Le recourant refuse d’être expertisé par des médecins qui ne
comprennent ni ne reconnaissent qu’il est victime de coups bas, de
manipulations, d’accusations mensongères, de fourberies ainsi que de
soins médicaux inappropriés ; en outre, il soutient que la procédure pénale
dont il est l’objet aurait été détournée dans le but de démontrer qu’il
serait atteint d’une maladie mentale.
2.1Il résulte des éléments de l’enquête que le recourant souffre
de schizophrénie. Depuis quelques temps, sa situation s’est aggravée au
point que sa sœur, ainsi que d’autres intervenants, comme la police et son
ancienne psychiatre, ont déclaré à la justice de paix craindre pour
l’intégrité du recourant ainsi que pour celle de tiers et ont demandé que
des mesures de protection soient prises en sa faveur afin de le prémunir
de tout risque de renouveler un acte auto- ou hétéro-agressif. En outre, le
recourant a été licencié depuis peu de son travail et dispose de très faibles
revenus. Il existe par conséquent un sérieux risque qu’il ne se retrouve
démuni et qu’il ne puisse faire face aux aléas, notamment administratifs,
auxquels il pourrait être confronté du fait de sa perte d’emploi.
Les circonstances décrites imposent de régler rapidement la
situation du recourant. Ce dernier ne bénéficie actuellement d’aucun
traitement particulier ni de mesures d’encadrement. Une expertise
psychiatrique apparaît donc être un préalable incontournable pour
déterminer son besoin de protection, dans la mesure où elle permettra de
préciser les aspects de sa maladie, les handicaps en résultant et les
meilleures thérapies à mettre en place pour le prendre en charge
adéquatement, notamment au regard de la nécessité de le placer
éventuellement en institution. L’expertise est donc nécessaire en l’espèce.
- 6 -
Cela étant, l’ordonnance critiquée ne contient aucun
questionnaire relatif à la nécessité d’instaurer une curatelle en faveur du
recourant, alors même qu’une enquête a été ouverte également sur cette
question. Or, la mise en place de mesures de protection, pouvant, le cas
échéant, entraîner une restriction des droits civils, doit être sérieusement
envisagée, compte tenu des éléments au dossier et, plus particulièrement,
du fait que la perte d’emploi peut avoir des conséquences difficilement
gérables pour le recourant. C’est le lieu de relever ici que l’institution
d’une curatelle assortie d’une restriction des droits civils implique la mise
en œuvre d’une expertise (ATF 140 III 97). Dès lors, afin de déterminer le
besoin de protection du recourant quant à la prise en charge de ses
affaires administratives, il conviendra que l’autorité de protection
complète le questionnaire adressé aux experts dans le sens indiqué.

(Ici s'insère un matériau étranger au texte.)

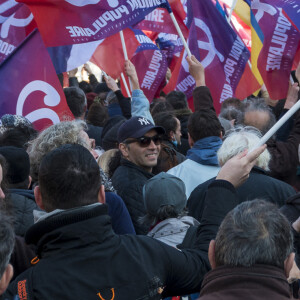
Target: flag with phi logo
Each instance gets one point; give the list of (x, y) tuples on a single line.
[(37, 94)]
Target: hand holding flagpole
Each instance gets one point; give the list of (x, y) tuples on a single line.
[(126, 59)]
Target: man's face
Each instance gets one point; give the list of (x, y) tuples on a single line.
[(178, 132), (257, 119), (144, 157)]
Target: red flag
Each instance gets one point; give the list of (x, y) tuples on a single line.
[(14, 29), (68, 22), (109, 54), (36, 93)]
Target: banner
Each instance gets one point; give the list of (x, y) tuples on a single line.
[(151, 65), (220, 50), (14, 28), (66, 22), (280, 44), (159, 20), (36, 92)]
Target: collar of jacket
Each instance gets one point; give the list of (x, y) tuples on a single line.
[(26, 193), (223, 280), (125, 162), (75, 215), (205, 150)]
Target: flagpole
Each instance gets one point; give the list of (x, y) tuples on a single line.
[(180, 34), (277, 125), (231, 10), (126, 58), (125, 84)]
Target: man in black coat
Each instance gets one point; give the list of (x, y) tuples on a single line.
[(80, 257), (258, 186), (139, 144)]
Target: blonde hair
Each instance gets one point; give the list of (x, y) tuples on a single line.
[(238, 140), (51, 138)]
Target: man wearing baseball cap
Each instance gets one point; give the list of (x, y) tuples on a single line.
[(139, 145)]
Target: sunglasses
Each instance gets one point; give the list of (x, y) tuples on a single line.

En conclusion, le recours doit être rejeté et l’ordonnance
confirmée.
Le présent arrêt peut être rendu sans frais judiciaires (art. 74a
al. 4 TFJC [tarif des frais judiciaires civils du 28 septembre 2010, RSV
270.11.5]).
Par ces motifs,
la Chambre des curatelles du Tribunal cantonal,
statuant à huis clos,
p r o n o n c e :
I. Le recours est rejeté.
II. La décision est confirmée.
III. L’arrêt est rendu sans frais.
- 7 -
IV. L'arrêt est exécutoire.
La présidente :La greffière :
Du
L'arrêt qui précède, dont la rédaction a été approuvée à huis
clos, est notifié à :
-A.Q.,
-B.Q.,
et communiqué à :
-Juge de paix du district du Jura-Nord vaudois,
par l'envoi de photocopies.
Le présent arrêt peut faire l'objet d'un recours en matière
civile devant le Tribunal fédéral au sens des art. 72 ss LTF (loi du 17 juin
2005 sur le Tribunal fédéral – RS 173.110), cas échéant d'un recours
constitutionnel subsidiaire au sens des art. 113 ss LTF. Ces recours doivent
être déposés devant le Tribunal fédéral dans les trente jours qui suivent la
présente notification (art. 100 al. 1 LTF).